Source of truth: data/quizzes/phase-07-scalar-autograd.yaml.


q-07-01 — Why += not = in _backward accumulation?

  1. Because += is faster.
  2. Because a node can appear multiple times in the graph (diamond); each occurrence contributes a partial gradient that must be summed; = overwrites all but the last.
  3. Because = breaks the topological sort.
  4. Because = is not implemented for floats.
Answer **Choice 2.** The diamond pattern is the canonical failure: `a` feeds into two children, both feeding the loss. Each contributes a partial. With `=`, only the last sticks — tests without diamonds pass, the diamond test fails.

q-07-02 — Why reverse topological order? (multi-choice)

  1. When N's _backward runs, it reads N.grad, which must already hold the total upstream gradient.
  2. Reverse topo guarantees every child of N has already run, so N.grad is complete.
  3. Visiting in forward order during backward propagates gradients before upstream values are known.
  4. Reverse topo is required for forward-mode AD too.
  5. Order doesn't matter as long as += is used.
Answer **Choices 1, 2, 3.** Choice 4 is wrong (forward-mode goes forward). Choice 5 is the common misconception: even with `+=`, a node visited too early reads an incomplete `.grad` and propagates the wrong magnitude to its parents.

q-07-03 — Diamond trace (free)

L = (a*b + c)*(a - c) with a=2, b=3, c=4. Compute the gradients, show the two paths to ∂L/∂a.

Answer - **∂L/∂a** via `(a·b + c)`: `f · b = -2 · 3 = -6`. - **∂L/∂a** via `(a - c)`: `e · 1 = 10 · 1 = 10`. - **Sum:** `-6 + 10 = 4`. - **∂L/∂b** = `f · a = -2 · 2 = -4`. - **∂L/∂c** = `-2 + (-10) = -12`.

q-07-04 — Finite differences vs PyTorch as oracle (free)
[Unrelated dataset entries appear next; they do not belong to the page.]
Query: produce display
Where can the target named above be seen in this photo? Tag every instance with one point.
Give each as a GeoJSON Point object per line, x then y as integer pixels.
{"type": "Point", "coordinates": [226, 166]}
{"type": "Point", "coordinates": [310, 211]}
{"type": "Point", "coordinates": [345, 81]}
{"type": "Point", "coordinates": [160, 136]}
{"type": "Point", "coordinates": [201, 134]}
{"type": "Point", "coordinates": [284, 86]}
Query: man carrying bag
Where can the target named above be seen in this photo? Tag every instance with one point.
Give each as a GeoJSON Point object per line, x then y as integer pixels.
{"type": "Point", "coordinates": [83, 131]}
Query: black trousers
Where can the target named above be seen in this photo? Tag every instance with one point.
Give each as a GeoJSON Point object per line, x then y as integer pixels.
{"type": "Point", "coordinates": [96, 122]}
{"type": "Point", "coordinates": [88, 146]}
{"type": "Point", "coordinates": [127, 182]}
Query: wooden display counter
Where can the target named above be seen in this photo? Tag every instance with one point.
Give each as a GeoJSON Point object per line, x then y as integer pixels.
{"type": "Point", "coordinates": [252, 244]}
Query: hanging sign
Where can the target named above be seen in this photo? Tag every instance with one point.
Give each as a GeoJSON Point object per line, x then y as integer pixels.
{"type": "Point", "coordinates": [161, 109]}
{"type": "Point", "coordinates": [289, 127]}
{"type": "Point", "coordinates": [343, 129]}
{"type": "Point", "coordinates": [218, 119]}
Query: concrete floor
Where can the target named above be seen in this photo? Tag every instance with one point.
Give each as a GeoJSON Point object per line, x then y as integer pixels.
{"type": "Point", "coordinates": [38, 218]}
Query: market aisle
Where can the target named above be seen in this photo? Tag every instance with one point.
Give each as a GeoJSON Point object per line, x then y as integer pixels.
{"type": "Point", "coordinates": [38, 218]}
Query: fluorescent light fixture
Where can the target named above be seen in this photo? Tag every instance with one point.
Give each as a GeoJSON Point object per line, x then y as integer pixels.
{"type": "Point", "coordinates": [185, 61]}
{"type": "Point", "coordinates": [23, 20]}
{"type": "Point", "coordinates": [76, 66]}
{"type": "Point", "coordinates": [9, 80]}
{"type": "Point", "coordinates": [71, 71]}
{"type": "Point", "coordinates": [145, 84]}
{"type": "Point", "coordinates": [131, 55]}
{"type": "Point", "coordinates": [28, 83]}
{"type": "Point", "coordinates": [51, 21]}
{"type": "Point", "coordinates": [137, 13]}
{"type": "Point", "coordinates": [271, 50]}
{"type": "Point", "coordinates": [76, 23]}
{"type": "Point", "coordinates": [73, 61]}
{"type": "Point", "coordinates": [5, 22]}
Answer Finite differences carry two errors: **truncation** (`O(ε²)` for central differences) and **floating-point cancellation** (large for small ε). The "right" ε is problem-dependent; you stack tolerances on tolerances. PyTorch (or any symbolic AD) computes the **exact** derivative algebraically — reproducible to machine precision, the better oracle.

q-07-05 — zero_grad necessity

  1. Because backward leaks memory if grads aren't reset.
  2. Because backward accumulates with +=; forgetting to zero means step N's gradient is the sum of steps 1..N — effective step size grows linearly, loss diverges.
  3. Because optimizer.step is non-idempotent.
  4. Because PyTorch raises if .grad is not None.
Answer **Choice 2.** The same `+=` that enables the diamond pattern also makes gradients persist across steps. By step 100, effective lr = 100× the configured lr.